Dr Coulson: I think that the definition of coasting is a measured increase in ambition. What you heard earlier was about whether the threshold of 60% under the current measures and then 85% for primary schools gives a ceiling for the number of schools that would come into the scope of being addressed. I would love to address every single school. The draft regulations give a significant increase in ambition to schools that really need a focus, while managing the capacity question that I have been asked several times about how much we can grow the system in order for schools to come into it.
The points we heard about tweaking the measures were all really well made. There is a balance in terms of what the increase of ambition means at this stage in the draft regulations. As crafted now, they show a significant increase in ambition, even if they do not address every single school that people would like to have focused attention on.

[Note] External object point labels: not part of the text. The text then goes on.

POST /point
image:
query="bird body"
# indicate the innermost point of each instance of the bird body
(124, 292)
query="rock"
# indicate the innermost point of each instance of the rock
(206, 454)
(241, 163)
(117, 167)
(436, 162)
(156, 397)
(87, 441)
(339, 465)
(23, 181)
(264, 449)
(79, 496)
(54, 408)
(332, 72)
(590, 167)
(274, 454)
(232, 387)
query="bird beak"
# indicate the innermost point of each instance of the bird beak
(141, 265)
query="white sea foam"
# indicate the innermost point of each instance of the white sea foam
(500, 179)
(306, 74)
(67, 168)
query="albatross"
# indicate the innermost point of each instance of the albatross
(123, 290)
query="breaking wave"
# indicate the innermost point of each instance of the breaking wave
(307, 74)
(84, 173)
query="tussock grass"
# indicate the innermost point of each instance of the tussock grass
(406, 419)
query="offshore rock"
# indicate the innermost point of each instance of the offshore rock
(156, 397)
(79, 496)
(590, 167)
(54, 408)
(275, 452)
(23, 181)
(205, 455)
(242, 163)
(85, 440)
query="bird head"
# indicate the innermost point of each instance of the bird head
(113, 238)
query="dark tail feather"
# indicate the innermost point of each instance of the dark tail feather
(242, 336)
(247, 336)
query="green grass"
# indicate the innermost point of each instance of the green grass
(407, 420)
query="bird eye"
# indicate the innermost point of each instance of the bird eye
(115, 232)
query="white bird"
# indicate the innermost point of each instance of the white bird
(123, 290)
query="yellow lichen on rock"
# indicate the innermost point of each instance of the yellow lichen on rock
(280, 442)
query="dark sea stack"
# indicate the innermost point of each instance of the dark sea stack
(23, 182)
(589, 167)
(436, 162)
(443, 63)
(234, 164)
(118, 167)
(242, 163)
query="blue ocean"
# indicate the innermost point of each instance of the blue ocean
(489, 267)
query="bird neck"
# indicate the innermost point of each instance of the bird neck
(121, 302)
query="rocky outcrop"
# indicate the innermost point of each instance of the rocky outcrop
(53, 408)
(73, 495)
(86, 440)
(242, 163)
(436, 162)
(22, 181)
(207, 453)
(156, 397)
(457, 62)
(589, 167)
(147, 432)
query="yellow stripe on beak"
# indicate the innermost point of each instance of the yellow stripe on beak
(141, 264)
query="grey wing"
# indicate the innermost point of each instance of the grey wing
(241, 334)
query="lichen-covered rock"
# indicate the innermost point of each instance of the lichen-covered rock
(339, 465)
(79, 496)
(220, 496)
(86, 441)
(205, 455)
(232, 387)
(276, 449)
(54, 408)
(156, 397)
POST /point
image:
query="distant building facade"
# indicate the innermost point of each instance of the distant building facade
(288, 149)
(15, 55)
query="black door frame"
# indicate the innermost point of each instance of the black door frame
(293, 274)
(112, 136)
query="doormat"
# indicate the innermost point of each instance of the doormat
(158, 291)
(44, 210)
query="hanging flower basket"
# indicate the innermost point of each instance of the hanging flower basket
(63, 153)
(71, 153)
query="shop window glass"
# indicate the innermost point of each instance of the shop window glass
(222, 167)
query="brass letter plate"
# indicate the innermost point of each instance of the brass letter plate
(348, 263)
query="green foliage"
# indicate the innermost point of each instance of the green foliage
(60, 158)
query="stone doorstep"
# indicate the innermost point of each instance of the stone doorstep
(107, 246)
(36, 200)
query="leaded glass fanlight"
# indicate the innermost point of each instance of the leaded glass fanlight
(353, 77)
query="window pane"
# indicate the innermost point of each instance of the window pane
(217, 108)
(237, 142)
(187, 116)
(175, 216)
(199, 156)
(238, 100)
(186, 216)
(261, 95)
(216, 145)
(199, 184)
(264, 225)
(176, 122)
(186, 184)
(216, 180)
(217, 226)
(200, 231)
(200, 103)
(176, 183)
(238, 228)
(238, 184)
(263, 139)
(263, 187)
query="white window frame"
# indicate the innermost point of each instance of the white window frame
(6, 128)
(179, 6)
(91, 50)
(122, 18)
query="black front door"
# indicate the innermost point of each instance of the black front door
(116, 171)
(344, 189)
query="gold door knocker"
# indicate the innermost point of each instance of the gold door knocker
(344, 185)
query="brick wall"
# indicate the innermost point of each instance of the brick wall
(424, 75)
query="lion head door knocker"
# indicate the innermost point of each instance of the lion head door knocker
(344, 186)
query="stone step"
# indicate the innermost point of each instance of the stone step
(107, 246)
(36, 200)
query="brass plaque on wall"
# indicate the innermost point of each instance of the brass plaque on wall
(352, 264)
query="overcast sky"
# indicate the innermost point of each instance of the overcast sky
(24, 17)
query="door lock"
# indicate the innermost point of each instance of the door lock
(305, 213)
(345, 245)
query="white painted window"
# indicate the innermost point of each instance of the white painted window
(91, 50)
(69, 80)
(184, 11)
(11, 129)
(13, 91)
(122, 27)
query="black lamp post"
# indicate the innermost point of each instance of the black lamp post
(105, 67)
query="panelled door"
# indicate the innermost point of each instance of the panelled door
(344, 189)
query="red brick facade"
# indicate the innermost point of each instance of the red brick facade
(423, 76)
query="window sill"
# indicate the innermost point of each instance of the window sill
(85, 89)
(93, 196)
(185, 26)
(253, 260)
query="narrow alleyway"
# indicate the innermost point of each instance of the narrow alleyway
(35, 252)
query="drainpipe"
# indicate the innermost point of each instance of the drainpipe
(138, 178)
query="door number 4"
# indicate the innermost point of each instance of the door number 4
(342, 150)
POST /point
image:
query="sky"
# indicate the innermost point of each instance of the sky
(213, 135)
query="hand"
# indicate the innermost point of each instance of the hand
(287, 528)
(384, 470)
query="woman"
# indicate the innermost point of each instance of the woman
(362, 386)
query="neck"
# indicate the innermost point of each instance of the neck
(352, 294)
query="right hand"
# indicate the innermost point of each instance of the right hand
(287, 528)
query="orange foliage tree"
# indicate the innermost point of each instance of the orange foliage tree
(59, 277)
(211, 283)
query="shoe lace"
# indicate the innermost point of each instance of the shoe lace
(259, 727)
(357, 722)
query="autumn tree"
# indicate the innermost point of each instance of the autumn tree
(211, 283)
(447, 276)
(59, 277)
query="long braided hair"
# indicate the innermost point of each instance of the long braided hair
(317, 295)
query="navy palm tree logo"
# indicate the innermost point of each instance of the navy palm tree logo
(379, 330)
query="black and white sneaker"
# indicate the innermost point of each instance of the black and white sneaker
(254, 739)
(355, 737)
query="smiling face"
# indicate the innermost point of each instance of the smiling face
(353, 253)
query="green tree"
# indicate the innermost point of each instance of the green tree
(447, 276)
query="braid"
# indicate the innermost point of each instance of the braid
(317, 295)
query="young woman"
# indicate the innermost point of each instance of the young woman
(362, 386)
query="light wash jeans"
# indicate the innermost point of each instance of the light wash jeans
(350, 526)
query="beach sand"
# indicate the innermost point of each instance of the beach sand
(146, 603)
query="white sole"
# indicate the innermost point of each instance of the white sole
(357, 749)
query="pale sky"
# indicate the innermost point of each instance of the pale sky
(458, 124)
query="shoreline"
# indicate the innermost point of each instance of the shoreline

Zoe Carr: I would like to pick this up from the primary angle, if I may. The 85% attainment measure—which all aspire to, so we will live up to it and do everything that we can—is more challenging for disadvantaged schools. However, the biggest thing for me is whether affluent schools will be identified under this coasting definition if they achieve the 85% measure but their progress continues to be poor. We must not miss that really important aspect when the Bill passes through Parliament, because we still need ways to identify those sorts of schools. I think that is the reason for the Bill being here in the first place—to try to address the coasting schools in our education system.
If those schools’ progress measures are not above the median for a number of years, yet their attainment is above 85%, it is right that we look at those elements. That is where schools in disadvantaged areas will feel that they are being hit twice by these accountability measures, whereas schools in affluent areas will have a much greater chance of attaining the 85% and their progress will not then really be looked at.
Lee Elliot Major: I was going to make exactly the same point. I worry—for me, it always goes back to the disadvantaged children—about the progress of children in high-attaining schools. I would love the Bill and the discussion to think about those schools in very advantaged areas. A lot of children coming into those schools are already high attaining, therefore the school’s results will generally be higher. My worry is: what about the sometimes small number of children—it is a significant number across the nation if you add them all up—who are not succeeding in those schools? You are then looking at progress measures in both primary and secondary schools. That would be my worry—that we miss out on those hundreds of thousands of children.
One final point—I was not here for Dr Allen’s evidence, but year groups come and go and can be very different in a school, so I like the fact that this will be triggered by a three-year passage of time. That is a sensible approach.
John Pugh
Q 91 I have two questions for Zoe Carr. You told us about the laudable efforts and improvements made by your trust. If, in years to come—heaven forbid—some of your schools or perhaps your whole trust is found to be coasting, you could not reasonably object to having imposed upon you the same disciplines, rigours and procedures as applied by the legislation to the maintained sector, could you?
Zoe Carr: Absolutely not. In my experience, through the work of the regional school commissioner and the headteacher board, those are exactly the rigours that the academy sector has now. The data for each academy are looked at in a great deal of detail and where schools are found not to be performing well enough then an immediate intervention is put in place.